Wednesday, January 20, 2010

Western Avenue, London

Perivalediction (2)

To the west of the main Hoover Factory in Perivale (see previous post) is the canteen block, which was added in 1938. Although it shares the white and green colour scheme of the main façade, the canteen is rather different. It’s a steel-framed building, and the load-bearing structure of metal uprights and girders is on the inside, which means that the outside can be covered with bands of windows, right up to the corners.

The details are still strongly Art Deco. The mixture of sharp angles and curves, the flashes of colour, the nautical railings to the balcony, the mouldings, the clock without numerals – all these features are typical of the style, which is a heightened, large-scale version found in streets of 1930s houses off the North Circular Road. The light interiors must have been pleasant spaces in which to eat and relax.
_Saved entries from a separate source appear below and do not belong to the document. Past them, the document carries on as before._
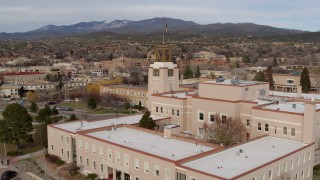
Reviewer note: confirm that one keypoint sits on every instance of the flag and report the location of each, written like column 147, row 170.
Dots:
column 166, row 25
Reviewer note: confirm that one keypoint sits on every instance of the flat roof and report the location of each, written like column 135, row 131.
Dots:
column 138, row 87
column 76, row 126
column 230, row 163
column 178, row 94
column 236, row 82
column 289, row 107
column 172, row 149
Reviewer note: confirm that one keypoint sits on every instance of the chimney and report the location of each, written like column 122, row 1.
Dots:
column 299, row 91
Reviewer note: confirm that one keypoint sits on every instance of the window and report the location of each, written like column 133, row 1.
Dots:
column 170, row 72
column 101, row 168
column 156, row 72
column 181, row 176
column 136, row 163
column 201, row 116
column 223, row 119
column 86, row 147
column 248, row 122
column 93, row 149
column 167, row 174
column 156, row 170
column 293, row 132
column 80, row 159
column 126, row 160
column 100, row 151
column 118, row 157
column 212, row 117
column 109, row 154
column 80, row 144
column 285, row 130
column 146, row 167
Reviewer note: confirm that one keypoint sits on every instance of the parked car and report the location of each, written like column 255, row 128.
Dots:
column 7, row 175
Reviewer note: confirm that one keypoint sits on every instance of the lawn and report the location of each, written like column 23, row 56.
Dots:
column 26, row 148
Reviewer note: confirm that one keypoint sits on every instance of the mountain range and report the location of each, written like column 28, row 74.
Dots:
column 151, row 26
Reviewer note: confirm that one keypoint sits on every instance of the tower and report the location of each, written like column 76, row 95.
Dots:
column 163, row 75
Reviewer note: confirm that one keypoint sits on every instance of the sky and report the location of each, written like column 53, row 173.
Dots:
column 26, row 15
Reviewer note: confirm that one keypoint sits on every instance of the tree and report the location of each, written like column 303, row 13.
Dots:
column 187, row 74
column 275, row 62
column 259, row 77
column 54, row 111
column 40, row 136
column 33, row 107
column 197, row 74
column 305, row 81
column 269, row 77
column 146, row 121
column 44, row 115
column 92, row 104
column 139, row 106
column 73, row 117
column 32, row 96
column 16, row 124
column 227, row 132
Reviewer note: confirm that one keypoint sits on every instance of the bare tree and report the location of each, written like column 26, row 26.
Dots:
column 226, row 131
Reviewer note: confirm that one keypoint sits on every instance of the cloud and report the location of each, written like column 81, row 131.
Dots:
column 21, row 15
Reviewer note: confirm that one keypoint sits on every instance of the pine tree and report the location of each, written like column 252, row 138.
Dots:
column 259, row 77
column 146, row 121
column 305, row 81
column 269, row 77
column 197, row 74
column 16, row 124
column 187, row 74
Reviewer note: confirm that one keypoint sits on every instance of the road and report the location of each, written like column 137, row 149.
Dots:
column 91, row 117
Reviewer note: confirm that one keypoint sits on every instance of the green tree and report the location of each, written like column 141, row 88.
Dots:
column 140, row 106
column 197, row 74
column 16, row 124
column 275, row 62
column 33, row 107
column 269, row 77
column 73, row 117
column 146, row 121
column 40, row 136
column 44, row 115
column 187, row 74
column 259, row 77
column 54, row 111
column 92, row 104
column 305, row 81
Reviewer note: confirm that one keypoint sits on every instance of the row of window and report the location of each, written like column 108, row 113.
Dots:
column 173, row 111
column 266, row 128
column 284, row 168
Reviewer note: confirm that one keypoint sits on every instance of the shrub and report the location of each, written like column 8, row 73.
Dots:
column 52, row 158
column 91, row 176
column 59, row 162
column 14, row 153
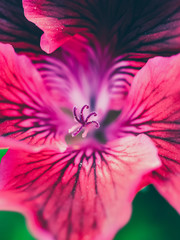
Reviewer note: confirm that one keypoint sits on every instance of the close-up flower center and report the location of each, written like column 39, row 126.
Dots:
column 83, row 122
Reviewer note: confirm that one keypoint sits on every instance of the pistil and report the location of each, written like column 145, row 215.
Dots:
column 83, row 122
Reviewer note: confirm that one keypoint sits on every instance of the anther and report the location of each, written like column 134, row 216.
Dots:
column 84, row 122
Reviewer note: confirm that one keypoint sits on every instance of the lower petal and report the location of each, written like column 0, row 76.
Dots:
column 83, row 193
column 153, row 108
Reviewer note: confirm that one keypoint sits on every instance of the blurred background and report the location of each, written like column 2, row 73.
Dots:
column 152, row 219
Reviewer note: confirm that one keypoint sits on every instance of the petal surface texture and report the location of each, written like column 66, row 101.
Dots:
column 153, row 108
column 133, row 25
column 27, row 111
column 82, row 193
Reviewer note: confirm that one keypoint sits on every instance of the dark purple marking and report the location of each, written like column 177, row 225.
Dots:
column 84, row 122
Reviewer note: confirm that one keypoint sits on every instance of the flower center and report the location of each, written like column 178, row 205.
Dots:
column 83, row 122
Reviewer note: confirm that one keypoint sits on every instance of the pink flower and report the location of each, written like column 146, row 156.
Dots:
column 83, row 136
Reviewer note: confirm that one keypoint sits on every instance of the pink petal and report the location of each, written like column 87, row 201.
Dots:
column 26, row 110
column 83, row 193
column 16, row 30
column 125, row 26
column 153, row 108
column 52, row 18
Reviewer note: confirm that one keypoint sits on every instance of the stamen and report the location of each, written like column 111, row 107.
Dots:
column 75, row 130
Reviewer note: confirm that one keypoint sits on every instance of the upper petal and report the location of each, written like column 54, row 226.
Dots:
column 83, row 193
column 153, row 108
column 127, row 26
column 27, row 111
column 16, row 29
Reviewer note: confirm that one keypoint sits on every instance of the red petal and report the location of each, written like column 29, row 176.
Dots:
column 16, row 30
column 26, row 109
column 141, row 26
column 153, row 108
column 82, row 193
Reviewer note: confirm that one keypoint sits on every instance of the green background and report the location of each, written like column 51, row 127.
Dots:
column 152, row 219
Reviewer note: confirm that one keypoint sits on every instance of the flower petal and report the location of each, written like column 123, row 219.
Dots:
column 16, row 30
column 27, row 111
column 83, row 193
column 130, row 26
column 153, row 108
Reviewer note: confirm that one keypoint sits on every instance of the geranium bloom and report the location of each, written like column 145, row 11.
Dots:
column 82, row 131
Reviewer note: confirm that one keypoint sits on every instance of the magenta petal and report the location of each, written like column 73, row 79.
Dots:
column 15, row 29
column 26, row 110
column 153, row 108
column 141, row 26
column 58, row 20
column 79, row 194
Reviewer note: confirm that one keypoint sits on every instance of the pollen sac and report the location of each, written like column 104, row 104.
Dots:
column 83, row 122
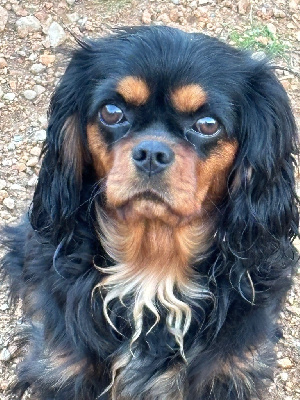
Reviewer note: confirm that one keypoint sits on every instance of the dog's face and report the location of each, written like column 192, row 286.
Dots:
column 160, row 133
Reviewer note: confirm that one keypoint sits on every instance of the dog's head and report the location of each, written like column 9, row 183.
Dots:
column 174, row 127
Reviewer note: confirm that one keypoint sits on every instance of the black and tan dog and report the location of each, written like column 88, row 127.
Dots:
column 158, row 248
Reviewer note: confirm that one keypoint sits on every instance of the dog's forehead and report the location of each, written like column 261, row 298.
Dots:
column 184, row 67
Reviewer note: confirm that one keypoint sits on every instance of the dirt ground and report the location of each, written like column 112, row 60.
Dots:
column 31, row 34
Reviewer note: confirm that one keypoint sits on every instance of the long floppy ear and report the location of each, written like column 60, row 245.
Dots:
column 261, row 217
column 65, row 158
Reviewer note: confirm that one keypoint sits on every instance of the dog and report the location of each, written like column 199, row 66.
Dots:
column 157, row 252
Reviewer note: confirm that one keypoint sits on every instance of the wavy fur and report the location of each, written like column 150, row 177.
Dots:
column 151, row 310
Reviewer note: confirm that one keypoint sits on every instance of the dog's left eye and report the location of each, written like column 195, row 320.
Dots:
column 208, row 126
column 111, row 115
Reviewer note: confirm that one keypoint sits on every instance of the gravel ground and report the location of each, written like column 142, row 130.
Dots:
column 32, row 33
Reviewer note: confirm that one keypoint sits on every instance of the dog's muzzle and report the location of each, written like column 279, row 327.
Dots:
column 152, row 157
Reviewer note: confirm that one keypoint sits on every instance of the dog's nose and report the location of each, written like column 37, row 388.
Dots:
column 152, row 156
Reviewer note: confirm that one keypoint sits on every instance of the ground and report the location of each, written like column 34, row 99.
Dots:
column 32, row 33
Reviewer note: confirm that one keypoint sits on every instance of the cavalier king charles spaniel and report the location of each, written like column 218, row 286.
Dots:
column 157, row 251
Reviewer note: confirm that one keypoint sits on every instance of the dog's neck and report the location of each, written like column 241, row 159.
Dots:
column 153, row 262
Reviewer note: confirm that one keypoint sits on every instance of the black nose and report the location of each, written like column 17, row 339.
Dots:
column 152, row 156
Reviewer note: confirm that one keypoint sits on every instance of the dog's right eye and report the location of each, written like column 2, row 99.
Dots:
column 111, row 115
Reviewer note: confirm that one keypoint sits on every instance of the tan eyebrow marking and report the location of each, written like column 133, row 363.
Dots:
column 188, row 98
column 134, row 90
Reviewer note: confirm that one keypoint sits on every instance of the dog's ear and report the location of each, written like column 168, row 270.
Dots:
column 58, row 192
column 261, row 215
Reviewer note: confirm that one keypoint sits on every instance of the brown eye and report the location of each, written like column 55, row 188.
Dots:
column 111, row 114
column 207, row 126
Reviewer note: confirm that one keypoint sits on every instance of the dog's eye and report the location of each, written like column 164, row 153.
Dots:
column 207, row 126
column 111, row 114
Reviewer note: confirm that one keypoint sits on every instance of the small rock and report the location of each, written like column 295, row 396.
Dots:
column 37, row 68
column 284, row 376
column 39, row 89
column 285, row 363
column 146, row 17
column 26, row 25
column 17, row 188
column 272, row 28
column 29, row 94
column 9, row 203
column 82, row 21
column 243, row 6
column 293, row 4
column 18, row 138
column 32, row 181
column 40, row 135
column 21, row 167
column 3, row 62
column 35, row 151
column 56, row 34
column 2, row 184
column 279, row 13
column 173, row 15
column 5, row 355
column 74, row 17
column 4, row 307
column 164, row 18
column 32, row 162
column 294, row 310
column 43, row 121
column 3, row 18
column 47, row 59
column 11, row 146
column 46, row 25
column 9, row 96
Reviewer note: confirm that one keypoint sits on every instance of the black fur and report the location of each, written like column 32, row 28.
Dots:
column 50, row 263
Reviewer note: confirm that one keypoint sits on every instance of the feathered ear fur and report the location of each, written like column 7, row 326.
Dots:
column 66, row 159
column 261, row 219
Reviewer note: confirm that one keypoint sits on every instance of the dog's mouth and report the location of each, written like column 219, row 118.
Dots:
column 147, row 204
column 149, row 195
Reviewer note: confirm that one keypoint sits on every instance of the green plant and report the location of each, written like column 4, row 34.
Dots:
column 259, row 38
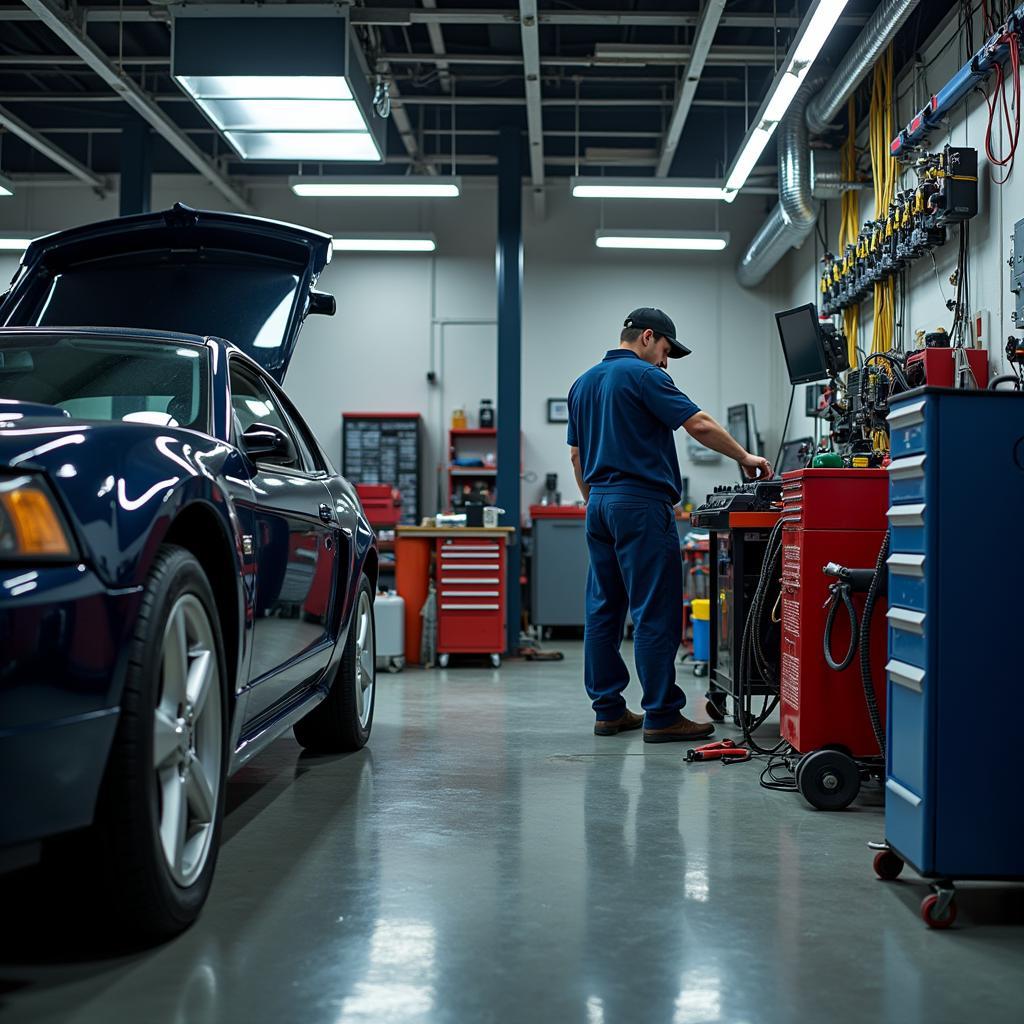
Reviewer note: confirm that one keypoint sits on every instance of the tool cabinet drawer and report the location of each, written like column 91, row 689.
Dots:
column 907, row 585
column 907, row 480
column 907, row 641
column 909, row 527
column 907, row 428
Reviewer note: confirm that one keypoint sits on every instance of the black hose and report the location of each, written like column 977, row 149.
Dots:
column 865, row 645
column 841, row 592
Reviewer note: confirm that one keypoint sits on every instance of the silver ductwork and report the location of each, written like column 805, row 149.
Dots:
column 797, row 213
column 877, row 35
column 793, row 219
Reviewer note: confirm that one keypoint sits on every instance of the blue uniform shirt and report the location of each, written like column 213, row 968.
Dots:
column 623, row 414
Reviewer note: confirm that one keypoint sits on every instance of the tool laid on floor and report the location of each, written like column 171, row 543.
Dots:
column 725, row 751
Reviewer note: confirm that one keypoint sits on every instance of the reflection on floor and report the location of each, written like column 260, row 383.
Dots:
column 489, row 859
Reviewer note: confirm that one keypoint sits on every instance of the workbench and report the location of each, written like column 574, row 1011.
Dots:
column 470, row 578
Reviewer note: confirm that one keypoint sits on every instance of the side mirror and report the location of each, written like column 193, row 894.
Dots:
column 323, row 303
column 263, row 442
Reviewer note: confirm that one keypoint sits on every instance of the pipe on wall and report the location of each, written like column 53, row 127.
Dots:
column 793, row 219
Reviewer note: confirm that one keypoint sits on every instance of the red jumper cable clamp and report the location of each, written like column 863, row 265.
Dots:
column 725, row 751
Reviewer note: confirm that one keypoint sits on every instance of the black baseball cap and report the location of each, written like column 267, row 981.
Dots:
column 660, row 324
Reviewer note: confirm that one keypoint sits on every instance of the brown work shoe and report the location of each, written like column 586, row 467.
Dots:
column 624, row 724
column 684, row 729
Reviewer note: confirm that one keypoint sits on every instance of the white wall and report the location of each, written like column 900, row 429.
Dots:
column 991, row 230
column 375, row 354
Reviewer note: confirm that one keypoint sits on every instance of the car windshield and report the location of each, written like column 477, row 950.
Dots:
column 121, row 379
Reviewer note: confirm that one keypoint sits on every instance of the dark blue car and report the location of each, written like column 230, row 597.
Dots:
column 183, row 576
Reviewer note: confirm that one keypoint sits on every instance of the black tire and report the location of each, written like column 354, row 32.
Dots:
column 145, row 897
column 334, row 725
column 828, row 780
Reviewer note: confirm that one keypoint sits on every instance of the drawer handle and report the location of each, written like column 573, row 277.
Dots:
column 906, row 515
column 901, row 564
column 906, row 675
column 907, row 467
column 906, row 621
column 907, row 416
column 903, row 793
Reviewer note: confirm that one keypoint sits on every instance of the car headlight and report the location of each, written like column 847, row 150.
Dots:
column 32, row 527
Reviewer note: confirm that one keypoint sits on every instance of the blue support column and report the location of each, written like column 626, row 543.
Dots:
column 136, row 167
column 509, row 267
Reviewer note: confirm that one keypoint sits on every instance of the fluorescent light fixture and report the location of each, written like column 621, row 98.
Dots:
column 295, row 145
column 380, row 243
column 594, row 187
column 678, row 241
column 378, row 186
column 266, row 86
column 814, row 30
column 284, row 115
column 280, row 81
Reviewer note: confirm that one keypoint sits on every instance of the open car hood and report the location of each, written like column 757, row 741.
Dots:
column 194, row 271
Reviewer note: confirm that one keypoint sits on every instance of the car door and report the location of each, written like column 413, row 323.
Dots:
column 296, row 552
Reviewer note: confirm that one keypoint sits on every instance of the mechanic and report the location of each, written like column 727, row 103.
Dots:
column 623, row 414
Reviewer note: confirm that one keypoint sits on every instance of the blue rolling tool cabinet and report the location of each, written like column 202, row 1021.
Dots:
column 955, row 678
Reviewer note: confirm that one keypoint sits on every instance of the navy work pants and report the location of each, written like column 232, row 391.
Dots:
column 635, row 565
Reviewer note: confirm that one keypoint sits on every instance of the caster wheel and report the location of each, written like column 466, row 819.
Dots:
column 931, row 914
column 715, row 713
column 828, row 780
column 888, row 865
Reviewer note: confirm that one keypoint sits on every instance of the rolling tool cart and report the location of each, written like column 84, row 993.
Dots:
column 830, row 516
column 952, row 808
column 739, row 520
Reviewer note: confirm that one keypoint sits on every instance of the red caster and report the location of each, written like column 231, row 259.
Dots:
column 888, row 865
column 935, row 914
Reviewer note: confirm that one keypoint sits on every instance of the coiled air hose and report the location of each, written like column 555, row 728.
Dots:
column 841, row 595
column 879, row 585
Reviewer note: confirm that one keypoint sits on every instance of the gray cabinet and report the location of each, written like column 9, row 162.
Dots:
column 558, row 578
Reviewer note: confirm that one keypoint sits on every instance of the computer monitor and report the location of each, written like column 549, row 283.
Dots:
column 792, row 457
column 806, row 356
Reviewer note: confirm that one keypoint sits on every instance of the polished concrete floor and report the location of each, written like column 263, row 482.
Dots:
column 488, row 859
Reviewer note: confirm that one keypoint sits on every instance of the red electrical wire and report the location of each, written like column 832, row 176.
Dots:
column 1011, row 110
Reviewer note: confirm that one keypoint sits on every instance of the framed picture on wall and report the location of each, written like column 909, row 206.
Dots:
column 558, row 411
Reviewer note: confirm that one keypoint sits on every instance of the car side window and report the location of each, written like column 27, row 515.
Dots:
column 253, row 401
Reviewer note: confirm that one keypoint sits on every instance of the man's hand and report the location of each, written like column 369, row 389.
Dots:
column 755, row 468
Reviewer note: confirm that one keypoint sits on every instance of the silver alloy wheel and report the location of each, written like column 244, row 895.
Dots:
column 187, row 739
column 366, row 659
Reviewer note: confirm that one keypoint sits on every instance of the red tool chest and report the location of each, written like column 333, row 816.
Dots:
column 470, row 581
column 830, row 515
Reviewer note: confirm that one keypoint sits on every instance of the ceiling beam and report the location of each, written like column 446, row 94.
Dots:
column 437, row 45
column 61, row 24
column 53, row 153
column 535, row 117
column 588, row 18
column 635, row 56
column 711, row 16
column 413, row 15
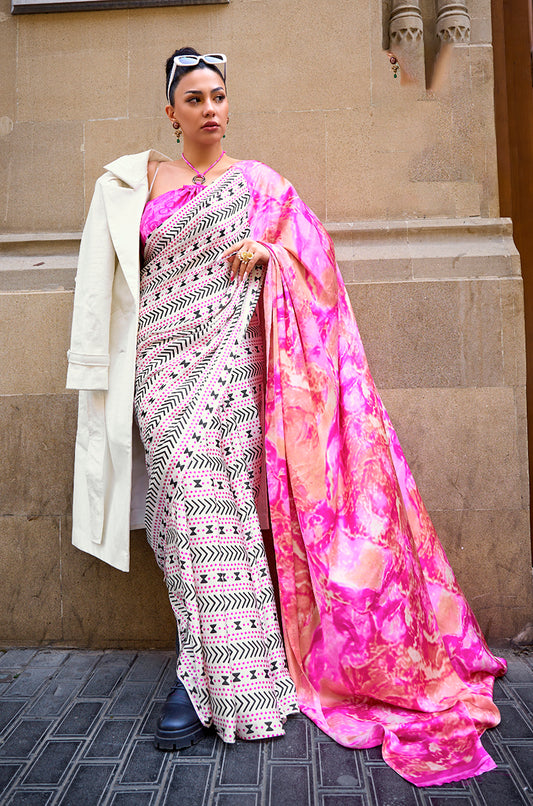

Strip windows, white walls, and a steel frame structure – these are features of buildings in the international modern style that many architects and writers in the years before and after World War II thought was the best way to build. But these structures for the Hoover Company, with their added ornament and strong decorative forms are a far cry from the pared-down simplicity of the international style.

Nikolaus Pevsner in his 1951 Buildings of England volume on outer London, could not stomach the industrial Art Deco of the Hoover Factory. He wanted factories to be plain and functional, with international modern facades that were in keeping with the utilitarian production floors behind them; such buildings were viewed as honest. Art Deco structures like the Hoover Factory, on the other hand, were seen as dishonestly hiding their functional heart behind a tawdry frontage. ‘Perhaps the most offensive of the modernistic atrocities along this road of typical bypass factories,’ thundered Pevsner about the Hoover Factory, giving succour to developers who wanted to knock such structures down.

Well, the present is another country, and we see things differently here. Indeed by 1991, when the relevant expanded Pevsner volume, London 3: North West, came out, the new writer, Bridget Cherry, revised this judgement, finding much to admire. It’s sad that Pevsner’s original words were seized upon by developers who wanted an excuse to pull down factories like this, but good that Art Deco buildings now have well informed supporters. London is the richer for the survival of such buildings.